Mariko planted her hand against her face and groaned.  “It’s one of the first ten tales of that book you’re supposedly reading.”  With a snarl, she angrily continued, “Changelings are shapeshifter parasites who take on the form of another being.  They physically touch the target and extract as much of their memories as possible, then assume their physical appearance.”
“Oh.  What happens to the target?”
“Most of the time, they succumb to the physical and magical drain that the changeling inflicts on them.”
“Changelings kill?”  Alvaro felt his anxiety increasing.  “And we have one at school?”
“Yes.  But they don’t often end up here on Earth.  They require a flow of energy to live.  So, the only reason I can figure out that one would be here is due to the power they sensed with our portal and it is now hunting for it.”
“Wait, if the changeling takes on the form of whatever its target is, how do you know that one is here?”
Mariko held her hand in front of her, palm side up.  “Nulls lack any magical attributes to them.  You guys are completely empty to us magic users.  But,” now placing her other hand over the first, palm side down, “when a Null suddenly absorbs a magic shield,” her hands separated a bit while a translucent, white plasma webbing built between her palms, “that person was either really good at hiding that she was a magic user, or that person is not a person at all.”
Alvaro adjusted his glasses, and where his eyes did not peer through the lenses at her hands, the magic disappeared from his view.  He found that he could see real magic and no one else at his school really could.  He glanced back up and looked into her eyes.  “Are you putting up magic shields and I’m not seeing them?”
“There are magic shields all around the school, hidden inside the walls and doors.  After your infatuation with me,” she snarled, “I learned to stop being so careless with where and how powerful I made them.”
“But you can see them?”
She pressed her hands together, then threw her arms wide, the magic dissipating into a mist of faint glowing particles.  “No, I can’t see them.  I can sense them.”  She held a finger up as if she were testing the wind.  “I know how powerful I made them and where I placed them, and when that gets disturbed, I know that someone’s been messing with them.”

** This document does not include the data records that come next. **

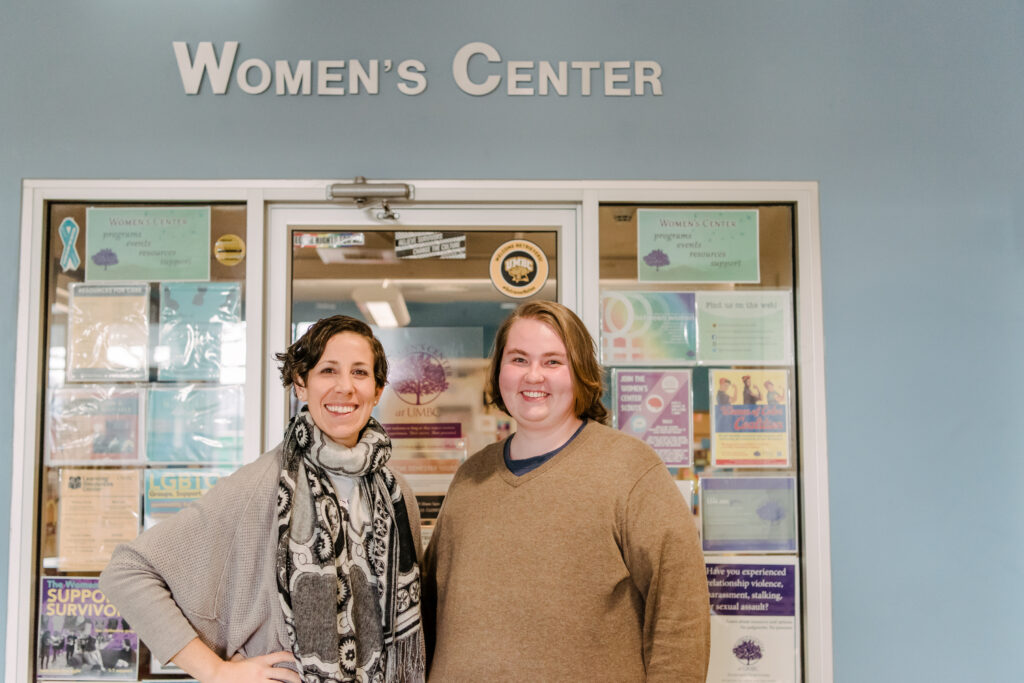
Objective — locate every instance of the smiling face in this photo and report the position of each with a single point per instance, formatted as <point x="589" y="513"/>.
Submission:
<point x="340" y="389"/>
<point x="536" y="380"/>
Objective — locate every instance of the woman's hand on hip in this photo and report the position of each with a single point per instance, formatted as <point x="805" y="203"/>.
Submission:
<point x="257" y="669"/>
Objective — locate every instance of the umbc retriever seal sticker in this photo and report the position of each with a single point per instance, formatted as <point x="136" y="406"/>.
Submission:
<point x="518" y="268"/>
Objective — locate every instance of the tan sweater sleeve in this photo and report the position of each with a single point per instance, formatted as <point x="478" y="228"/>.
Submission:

“What if it’s just Jimmy?”
Jimmy Worth, a tall, pale magic user, had made his presence known to Alvaro during Mariko’s last case.  Jimmy was a black Witch, one who practiced black magic.  He annoyed Alvaro to try to get access to the portal to improve his abilities.  Since he went rogue, refusing to learn under a mentoring Wizard, and turned away from white magic, he had become a problem for the local magic users.
Mariko said, “Jimmy knows better than to mess with what I do here.  He wants to work with the portal, but the Wizards have forbidden his access.  He wouldn’t dare try to incur their wrath for breaking my shields, since he’s still too weak to take on any of them.”
“But he likes to toy with us.”
“Not like this.  No, I first noticed that the shields were being drained last week.  I replaced the shields, and two days later they were disturbed again.”
Alvaro shoved his hands into his pocket, his anxiety getting worse.  “So, it’s a student?”
Mariko tapped her temple.  “Good thinking, since it’s unlikely that one of the fish in the biology lab would be a target of a changeling.”
Alvaro, defeated, said, “Okay, that was obvious.  But have you narrowed down who it is?”
“Yes.  And now it’s time for you to do the same.”